A while ago, we read Genesis 19:30-38. This was when Lot’s two daughters committed premeditated rape against their father. They got him so drunk that he had no idea what was going on (vv. 33, 35). The firstborn daughter named her son Moab, who is the father of the Moabites; and the second daughter named her son Ben-ammi, the father of the Ammonites (vv. 37-38). In Numbers 22, it turns out the daughters’ incestuous scheme did not turn out so well for the line of their sons. When the Israelites camped in the plains of Moab, “Moab was in great dread of the people, because they were many. Moab was overcome with fear of the people of Israel” (v. 3). This fear is what brings Balak, the king of Moab, to command Balaam to curse the people of Israel since they are too mighty for him (vv. 4-6). Yet Balaam, to his integrity, cannot curse Israel because he can only speak what the Lord speaks, which is blessings toward Israel (vv. 12, 38). Later in Numbers, Israel will take the land of Moab for their possession (33:50-53), and it won’t be until 2 Samuel 10:1-12:31 that we’ll see the defeat of the Ammonites, the descendants of Ben-ammi.

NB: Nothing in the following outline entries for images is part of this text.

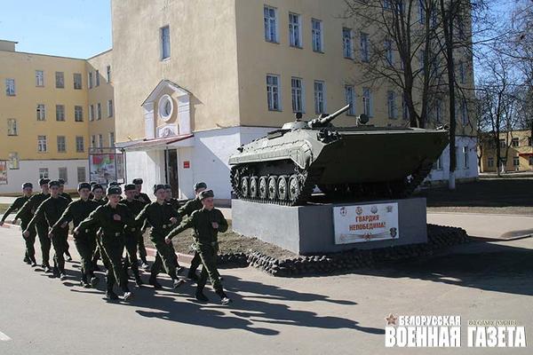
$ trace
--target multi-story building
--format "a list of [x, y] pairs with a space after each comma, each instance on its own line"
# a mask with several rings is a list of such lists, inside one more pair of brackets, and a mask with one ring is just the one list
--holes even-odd
[[[192, 197], [193, 183], [204, 180], [228, 199], [230, 154], [295, 112], [314, 117], [349, 102], [352, 110], [336, 125], [354, 125], [362, 113], [376, 125], [408, 124], [401, 92], [354, 83], [369, 36], [341, 16], [345, 6], [344, 0], [113, 1], [116, 133], [127, 178], [174, 183], [180, 197]], [[473, 86], [472, 67], [462, 70]], [[465, 106], [458, 117], [456, 176], [476, 178]], [[447, 157], [445, 151], [432, 178], [447, 178]]]
[[[481, 145], [481, 172], [497, 172], [497, 160], [494, 141], [487, 137]], [[533, 143], [531, 130], [501, 132], [500, 172], [533, 171]]]
[[[15, 44], [0, 41], [0, 193], [40, 178], [63, 178], [76, 190], [90, 177], [90, 137], [105, 136], [107, 146], [114, 135], [110, 84], [101, 79], [100, 88], [88, 89], [93, 67], [104, 67], [105, 78], [108, 52], [85, 60], [20, 52]], [[90, 122], [92, 104], [102, 106], [102, 123]]]

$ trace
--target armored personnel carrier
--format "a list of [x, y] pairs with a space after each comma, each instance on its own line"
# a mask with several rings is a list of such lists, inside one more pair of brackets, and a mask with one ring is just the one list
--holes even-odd
[[289, 206], [309, 201], [315, 186], [330, 201], [410, 196], [448, 145], [445, 129], [354, 127], [331, 122], [349, 109], [283, 124], [241, 146], [229, 158], [239, 199]]

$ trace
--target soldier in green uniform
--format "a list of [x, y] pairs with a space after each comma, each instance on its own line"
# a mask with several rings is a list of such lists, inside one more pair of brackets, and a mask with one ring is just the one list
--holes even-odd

Since the incest of Lot’s two daughters was brought up again, a reminder of the difference between prescription and description is needed. Prescription is when God prescribes, or commands, something to be done or not be done, such as the Law and the Ten Commandments. Description is simply the report of events that have occurred, such as Genesis 19:30-38. The key thing to remember as we’re reading historical narratives like this is that description does not equal prescription. Just because the Scriptures describe something does not mean they’re also prescribing it; that would be a dishonest reading of the text. We wouldn’t read any other history book and say the events it’s describing are also prescribing norms for behaviour. This rule doesn’t suddenly fly out the window when we’re reading Scripture (the only reason why such plain logic is ignored for some is because of their contempt for God’s Word; hatred often blinds plain reason).

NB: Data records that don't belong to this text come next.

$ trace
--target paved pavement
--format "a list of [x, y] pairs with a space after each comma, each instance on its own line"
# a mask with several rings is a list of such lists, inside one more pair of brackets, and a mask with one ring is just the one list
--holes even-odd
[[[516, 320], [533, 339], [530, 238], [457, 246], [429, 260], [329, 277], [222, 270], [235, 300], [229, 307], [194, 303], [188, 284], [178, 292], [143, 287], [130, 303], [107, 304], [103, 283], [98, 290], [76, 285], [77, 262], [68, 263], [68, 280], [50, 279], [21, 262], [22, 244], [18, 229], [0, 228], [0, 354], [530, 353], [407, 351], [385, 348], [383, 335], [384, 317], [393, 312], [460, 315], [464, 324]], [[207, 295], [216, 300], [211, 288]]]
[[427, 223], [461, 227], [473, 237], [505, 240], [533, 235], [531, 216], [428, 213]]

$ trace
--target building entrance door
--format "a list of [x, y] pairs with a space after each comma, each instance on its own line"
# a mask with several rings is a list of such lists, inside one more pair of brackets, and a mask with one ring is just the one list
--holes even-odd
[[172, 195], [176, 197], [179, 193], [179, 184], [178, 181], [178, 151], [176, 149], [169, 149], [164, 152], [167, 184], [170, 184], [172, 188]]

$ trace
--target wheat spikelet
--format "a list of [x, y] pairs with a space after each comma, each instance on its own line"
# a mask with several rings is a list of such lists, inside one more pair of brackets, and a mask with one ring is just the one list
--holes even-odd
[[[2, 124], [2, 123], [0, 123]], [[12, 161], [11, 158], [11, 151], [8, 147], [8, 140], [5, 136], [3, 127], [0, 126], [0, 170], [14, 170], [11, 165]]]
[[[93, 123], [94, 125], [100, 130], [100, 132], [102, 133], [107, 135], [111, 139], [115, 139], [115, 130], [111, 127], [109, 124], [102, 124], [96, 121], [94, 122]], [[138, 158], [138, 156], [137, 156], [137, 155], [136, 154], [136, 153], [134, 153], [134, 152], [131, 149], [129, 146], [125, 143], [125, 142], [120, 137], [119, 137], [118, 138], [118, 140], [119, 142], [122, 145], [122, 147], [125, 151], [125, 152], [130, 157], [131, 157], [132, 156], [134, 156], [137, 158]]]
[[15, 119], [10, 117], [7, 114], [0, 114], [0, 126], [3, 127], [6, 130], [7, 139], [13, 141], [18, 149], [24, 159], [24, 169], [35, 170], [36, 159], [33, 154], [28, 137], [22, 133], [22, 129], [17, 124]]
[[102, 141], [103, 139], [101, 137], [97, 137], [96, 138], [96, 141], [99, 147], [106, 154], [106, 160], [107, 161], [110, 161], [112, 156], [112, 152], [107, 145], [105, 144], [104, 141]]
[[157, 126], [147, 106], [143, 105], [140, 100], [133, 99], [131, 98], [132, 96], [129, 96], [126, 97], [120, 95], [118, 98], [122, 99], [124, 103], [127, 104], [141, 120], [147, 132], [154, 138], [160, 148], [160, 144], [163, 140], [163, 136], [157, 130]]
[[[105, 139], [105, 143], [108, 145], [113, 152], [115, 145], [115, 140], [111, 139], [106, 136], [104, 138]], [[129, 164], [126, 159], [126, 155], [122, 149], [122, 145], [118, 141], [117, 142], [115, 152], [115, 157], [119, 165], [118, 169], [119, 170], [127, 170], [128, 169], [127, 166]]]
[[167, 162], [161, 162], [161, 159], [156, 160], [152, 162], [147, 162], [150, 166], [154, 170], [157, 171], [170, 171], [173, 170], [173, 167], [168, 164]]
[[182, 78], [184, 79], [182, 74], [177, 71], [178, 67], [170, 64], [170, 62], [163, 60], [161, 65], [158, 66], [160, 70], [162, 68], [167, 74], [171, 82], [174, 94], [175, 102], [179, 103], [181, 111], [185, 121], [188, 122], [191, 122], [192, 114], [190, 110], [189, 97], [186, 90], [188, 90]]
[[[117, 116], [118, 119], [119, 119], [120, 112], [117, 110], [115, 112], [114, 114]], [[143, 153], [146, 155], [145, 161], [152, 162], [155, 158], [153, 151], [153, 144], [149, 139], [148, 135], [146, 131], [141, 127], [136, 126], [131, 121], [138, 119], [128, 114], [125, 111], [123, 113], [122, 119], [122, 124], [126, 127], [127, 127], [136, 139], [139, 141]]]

Furthermore, we see here in Numbers 22, Numbers 33, and later in 2 Samuel 10-12 God’s contempt for incest. He gives the land of the Moabites to His chosen people, and He wipes out the Ammonites. Eventually, the Moabites will be destroyed as well (Jeremiah 48). The incestuous lines of Moab and Ben-ammi are utterly wiped out from the face of the earth. Let this be a warning to all incestophiles, especially those who rape their own kin, yet never forgetting the grace of forgiveness in Christ for all sins (Matthew 12:31).